This only illustrates, though it does not explain, the liberal mindset.
However, even the impulse to preserve the primitive cultures in their traditional setting is more laudatory than the current craze among the liberal do-gooders and government elites: bringing stone-age people to Western countries, where they will both encounter culture shock and engender it among their hosts, as they try to enter a 21st century culture.
The social sciences' adulation of primitive cultures, and the more primitive and 'other' the better, is at the heart of our current policy of allowing mostly Third World immigration to the West. Of course there are the cold-eyed corporate elites who want these people here for exploitation and possibly to foment discord, but hand in hand with them, in a strange alliance, are the starry-eyed academics who idolize the noble savage ideal in their minds. This latter group of people will stop at nothing in trying to remake the world to conform to their ideology-driven image of what should be.

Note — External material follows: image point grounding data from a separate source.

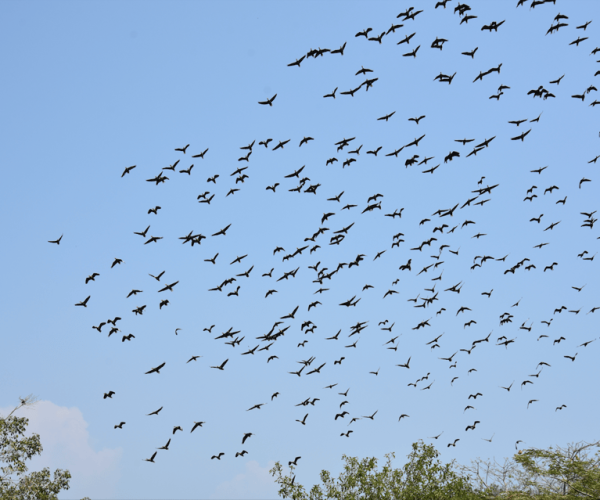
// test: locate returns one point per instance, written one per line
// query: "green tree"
(423, 477)
(561, 472)
(15, 449)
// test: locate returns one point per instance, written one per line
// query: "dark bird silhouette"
(269, 101)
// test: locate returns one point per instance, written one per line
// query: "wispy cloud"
(254, 483)
(66, 442)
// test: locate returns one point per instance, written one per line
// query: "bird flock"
(320, 259)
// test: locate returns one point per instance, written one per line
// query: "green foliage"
(15, 450)
(565, 473)
(423, 477)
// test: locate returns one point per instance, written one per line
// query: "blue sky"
(91, 88)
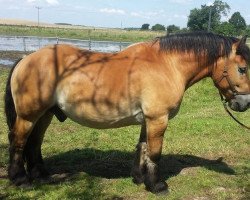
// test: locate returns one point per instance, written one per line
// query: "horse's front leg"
(155, 128)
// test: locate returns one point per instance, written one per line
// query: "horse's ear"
(240, 43)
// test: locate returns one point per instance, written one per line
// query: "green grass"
(205, 156)
(94, 34)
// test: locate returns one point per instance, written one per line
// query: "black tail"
(10, 110)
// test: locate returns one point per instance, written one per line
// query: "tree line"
(208, 18)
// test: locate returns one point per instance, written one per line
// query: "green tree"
(238, 22)
(225, 28)
(145, 27)
(173, 29)
(198, 19)
(158, 27)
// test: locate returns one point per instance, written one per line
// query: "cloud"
(181, 1)
(112, 11)
(52, 2)
(148, 15)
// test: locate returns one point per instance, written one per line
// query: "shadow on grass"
(117, 164)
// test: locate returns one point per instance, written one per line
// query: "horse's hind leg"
(32, 151)
(155, 132)
(18, 138)
(138, 170)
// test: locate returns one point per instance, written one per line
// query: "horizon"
(112, 13)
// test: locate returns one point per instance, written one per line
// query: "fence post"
(24, 44)
(89, 39)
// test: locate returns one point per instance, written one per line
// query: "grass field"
(94, 34)
(206, 155)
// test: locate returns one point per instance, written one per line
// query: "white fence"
(31, 43)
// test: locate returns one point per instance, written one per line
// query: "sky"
(113, 13)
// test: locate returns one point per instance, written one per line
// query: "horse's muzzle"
(240, 103)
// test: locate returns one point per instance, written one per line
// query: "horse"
(142, 85)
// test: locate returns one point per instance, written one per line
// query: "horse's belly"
(101, 115)
(103, 120)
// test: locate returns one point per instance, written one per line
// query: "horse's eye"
(242, 70)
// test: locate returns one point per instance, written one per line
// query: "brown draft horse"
(143, 84)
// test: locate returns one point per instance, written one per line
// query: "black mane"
(205, 44)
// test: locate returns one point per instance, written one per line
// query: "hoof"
(138, 177)
(158, 188)
(38, 172)
(138, 180)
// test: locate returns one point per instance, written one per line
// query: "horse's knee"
(17, 138)
(138, 170)
(16, 170)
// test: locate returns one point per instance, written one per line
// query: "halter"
(235, 92)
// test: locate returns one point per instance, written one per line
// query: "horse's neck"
(191, 71)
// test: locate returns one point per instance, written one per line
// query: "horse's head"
(231, 76)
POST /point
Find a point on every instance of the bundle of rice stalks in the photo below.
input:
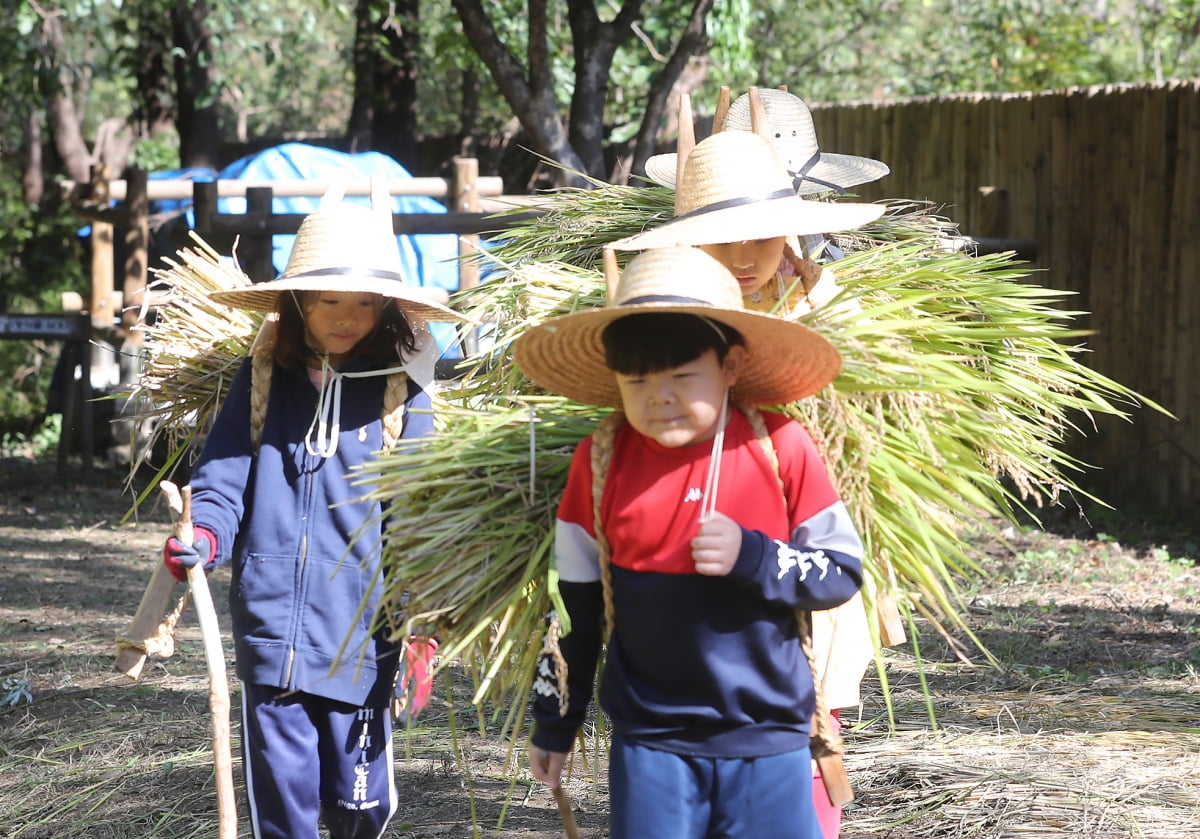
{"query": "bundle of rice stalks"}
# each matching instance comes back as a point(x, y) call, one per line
point(192, 349)
point(959, 385)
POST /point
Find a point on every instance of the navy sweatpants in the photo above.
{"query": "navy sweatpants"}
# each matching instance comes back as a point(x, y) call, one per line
point(311, 759)
point(658, 793)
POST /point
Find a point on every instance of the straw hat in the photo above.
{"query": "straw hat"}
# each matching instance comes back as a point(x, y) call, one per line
point(786, 360)
point(343, 247)
point(790, 127)
point(735, 187)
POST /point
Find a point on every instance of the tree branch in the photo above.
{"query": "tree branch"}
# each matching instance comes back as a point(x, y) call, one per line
point(690, 43)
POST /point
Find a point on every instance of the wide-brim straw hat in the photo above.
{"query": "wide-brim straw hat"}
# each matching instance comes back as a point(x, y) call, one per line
point(343, 247)
point(785, 360)
point(795, 137)
point(733, 189)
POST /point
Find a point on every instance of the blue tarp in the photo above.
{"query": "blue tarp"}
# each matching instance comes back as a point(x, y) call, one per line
point(427, 259)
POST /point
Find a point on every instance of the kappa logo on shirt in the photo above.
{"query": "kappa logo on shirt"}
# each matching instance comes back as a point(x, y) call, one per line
point(803, 561)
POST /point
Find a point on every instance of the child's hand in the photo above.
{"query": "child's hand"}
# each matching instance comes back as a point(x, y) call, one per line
point(717, 545)
point(546, 766)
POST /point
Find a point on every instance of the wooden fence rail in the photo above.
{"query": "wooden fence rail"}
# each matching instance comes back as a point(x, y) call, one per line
point(1107, 183)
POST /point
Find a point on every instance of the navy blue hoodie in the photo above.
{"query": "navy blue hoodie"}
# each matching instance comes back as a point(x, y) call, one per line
point(305, 546)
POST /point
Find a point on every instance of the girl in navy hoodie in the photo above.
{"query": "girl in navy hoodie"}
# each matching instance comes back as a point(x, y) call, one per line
point(325, 387)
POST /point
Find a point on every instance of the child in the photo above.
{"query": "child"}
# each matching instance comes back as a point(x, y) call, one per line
point(736, 201)
point(731, 171)
point(799, 282)
point(714, 525)
point(271, 493)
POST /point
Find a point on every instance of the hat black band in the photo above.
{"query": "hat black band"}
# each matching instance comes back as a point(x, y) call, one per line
point(347, 271)
point(735, 202)
point(802, 175)
point(665, 298)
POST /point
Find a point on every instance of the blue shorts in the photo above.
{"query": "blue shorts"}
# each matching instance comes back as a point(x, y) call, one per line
point(658, 793)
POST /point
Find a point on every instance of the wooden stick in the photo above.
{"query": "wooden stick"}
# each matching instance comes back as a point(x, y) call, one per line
point(180, 502)
point(145, 633)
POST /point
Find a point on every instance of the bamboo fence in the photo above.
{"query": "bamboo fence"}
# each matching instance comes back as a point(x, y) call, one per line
point(1105, 180)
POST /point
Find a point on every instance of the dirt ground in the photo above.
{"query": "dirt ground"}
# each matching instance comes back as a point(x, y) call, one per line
point(1089, 727)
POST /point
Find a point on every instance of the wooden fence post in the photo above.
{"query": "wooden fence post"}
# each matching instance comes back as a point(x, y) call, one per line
point(466, 199)
point(102, 263)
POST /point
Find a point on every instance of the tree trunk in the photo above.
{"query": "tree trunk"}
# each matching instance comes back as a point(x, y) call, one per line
point(196, 85)
point(358, 132)
point(33, 181)
point(63, 119)
point(532, 99)
point(693, 42)
point(395, 82)
point(595, 43)
point(579, 143)
point(156, 94)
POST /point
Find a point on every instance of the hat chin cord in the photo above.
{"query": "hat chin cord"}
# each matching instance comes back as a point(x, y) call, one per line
point(713, 479)
point(327, 419)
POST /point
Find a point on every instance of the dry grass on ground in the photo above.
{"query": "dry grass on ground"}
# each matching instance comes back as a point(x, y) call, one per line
point(1091, 729)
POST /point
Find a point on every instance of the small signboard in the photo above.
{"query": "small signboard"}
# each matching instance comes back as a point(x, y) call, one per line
point(75, 327)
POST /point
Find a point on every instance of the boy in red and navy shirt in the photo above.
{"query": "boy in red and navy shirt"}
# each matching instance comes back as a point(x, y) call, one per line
point(715, 523)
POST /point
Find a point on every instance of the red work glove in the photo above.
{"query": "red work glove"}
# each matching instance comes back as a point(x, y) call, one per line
point(414, 682)
point(179, 557)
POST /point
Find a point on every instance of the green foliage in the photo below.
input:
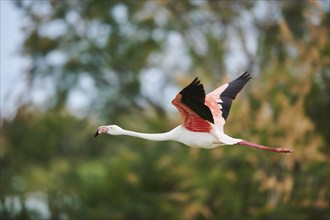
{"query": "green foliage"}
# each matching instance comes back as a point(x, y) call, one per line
point(49, 154)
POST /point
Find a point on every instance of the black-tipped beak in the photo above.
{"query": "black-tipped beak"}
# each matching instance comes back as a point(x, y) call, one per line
point(97, 133)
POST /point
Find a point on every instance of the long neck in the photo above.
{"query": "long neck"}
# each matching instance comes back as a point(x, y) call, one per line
point(153, 137)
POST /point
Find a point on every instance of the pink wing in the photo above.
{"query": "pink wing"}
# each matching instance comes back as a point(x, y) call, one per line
point(219, 101)
point(190, 101)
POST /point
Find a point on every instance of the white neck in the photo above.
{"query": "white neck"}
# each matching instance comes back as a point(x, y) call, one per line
point(153, 137)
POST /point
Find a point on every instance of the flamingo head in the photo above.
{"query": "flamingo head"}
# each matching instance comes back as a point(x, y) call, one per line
point(109, 129)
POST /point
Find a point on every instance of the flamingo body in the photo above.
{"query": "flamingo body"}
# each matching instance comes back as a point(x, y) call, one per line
point(202, 118)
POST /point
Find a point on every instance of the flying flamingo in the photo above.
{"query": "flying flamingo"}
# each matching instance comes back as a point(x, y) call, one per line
point(203, 117)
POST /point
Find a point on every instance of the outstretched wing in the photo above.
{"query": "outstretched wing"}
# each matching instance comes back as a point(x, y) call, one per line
point(195, 115)
point(221, 99)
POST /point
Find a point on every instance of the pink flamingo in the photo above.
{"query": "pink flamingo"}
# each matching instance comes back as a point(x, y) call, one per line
point(203, 118)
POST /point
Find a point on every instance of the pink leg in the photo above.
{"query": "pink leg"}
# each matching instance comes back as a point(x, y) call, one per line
point(277, 150)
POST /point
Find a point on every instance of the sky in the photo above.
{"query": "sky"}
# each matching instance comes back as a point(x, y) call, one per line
point(13, 65)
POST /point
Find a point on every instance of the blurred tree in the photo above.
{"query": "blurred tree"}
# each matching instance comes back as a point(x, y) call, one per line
point(110, 46)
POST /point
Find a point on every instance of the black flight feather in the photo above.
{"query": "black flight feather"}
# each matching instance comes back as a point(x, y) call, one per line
point(230, 93)
point(193, 96)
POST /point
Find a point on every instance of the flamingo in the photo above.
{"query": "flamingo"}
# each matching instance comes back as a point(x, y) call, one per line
point(202, 118)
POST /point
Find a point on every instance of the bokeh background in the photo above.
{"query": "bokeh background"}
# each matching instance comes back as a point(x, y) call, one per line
point(88, 63)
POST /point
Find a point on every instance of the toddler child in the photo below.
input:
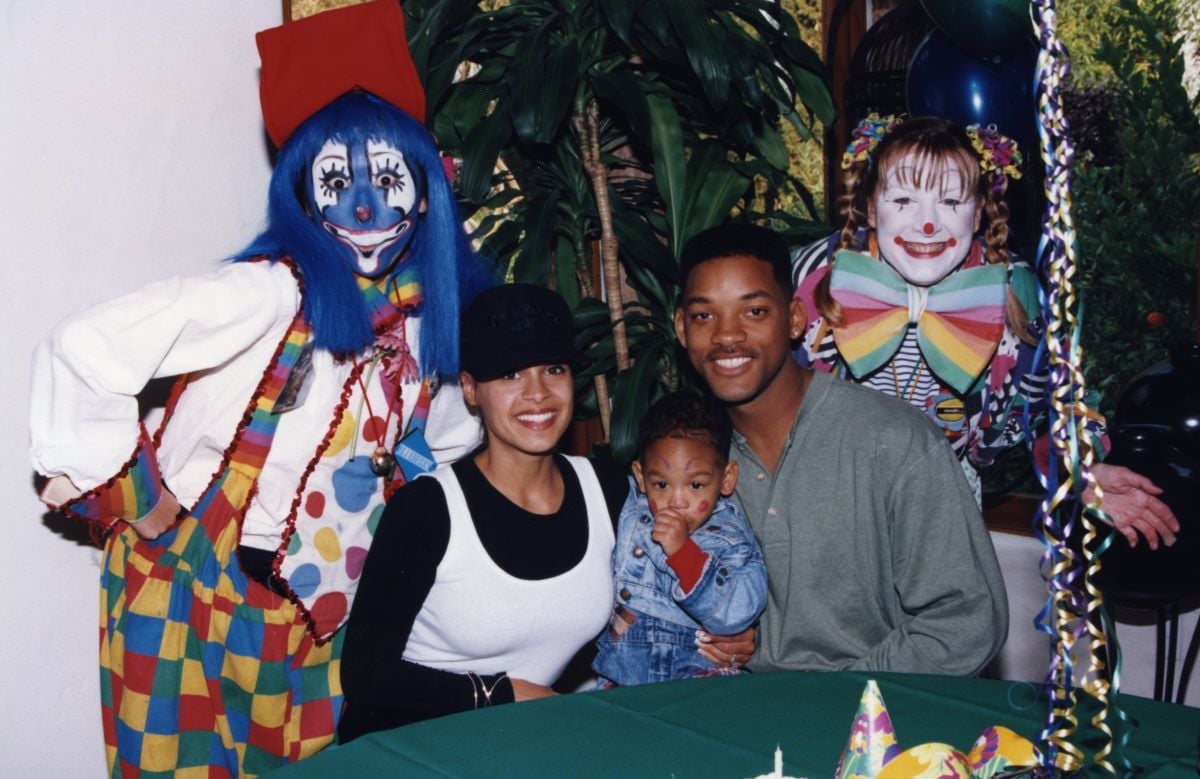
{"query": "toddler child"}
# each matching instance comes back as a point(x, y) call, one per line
point(685, 558)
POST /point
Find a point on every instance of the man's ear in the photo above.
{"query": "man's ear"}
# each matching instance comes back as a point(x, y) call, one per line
point(797, 318)
point(639, 478)
point(730, 478)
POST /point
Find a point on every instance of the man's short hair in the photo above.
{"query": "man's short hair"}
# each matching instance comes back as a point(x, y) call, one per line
point(685, 415)
point(730, 240)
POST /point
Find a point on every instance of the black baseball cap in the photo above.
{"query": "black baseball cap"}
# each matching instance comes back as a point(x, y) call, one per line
point(511, 327)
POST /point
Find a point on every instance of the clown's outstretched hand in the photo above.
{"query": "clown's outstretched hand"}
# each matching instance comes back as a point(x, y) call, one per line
point(1132, 501)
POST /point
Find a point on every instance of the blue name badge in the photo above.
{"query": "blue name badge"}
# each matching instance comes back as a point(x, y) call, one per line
point(413, 455)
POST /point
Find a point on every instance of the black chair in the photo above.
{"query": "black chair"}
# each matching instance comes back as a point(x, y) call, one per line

We see this partnership at work in the story about the Tasaday and the collusion between the exploitative politician and the utopian anthropologists.
Liberals, it's clear, should never be allowed near the levers of power, or attain any position of authority or influence until they have proven themselves capable of interacting with reality instead of trying, as is their wont, to conform reality to their utopian ideologies. We are now seeing, in the deteriorating society around us, the fruits of their harebrained social engineering.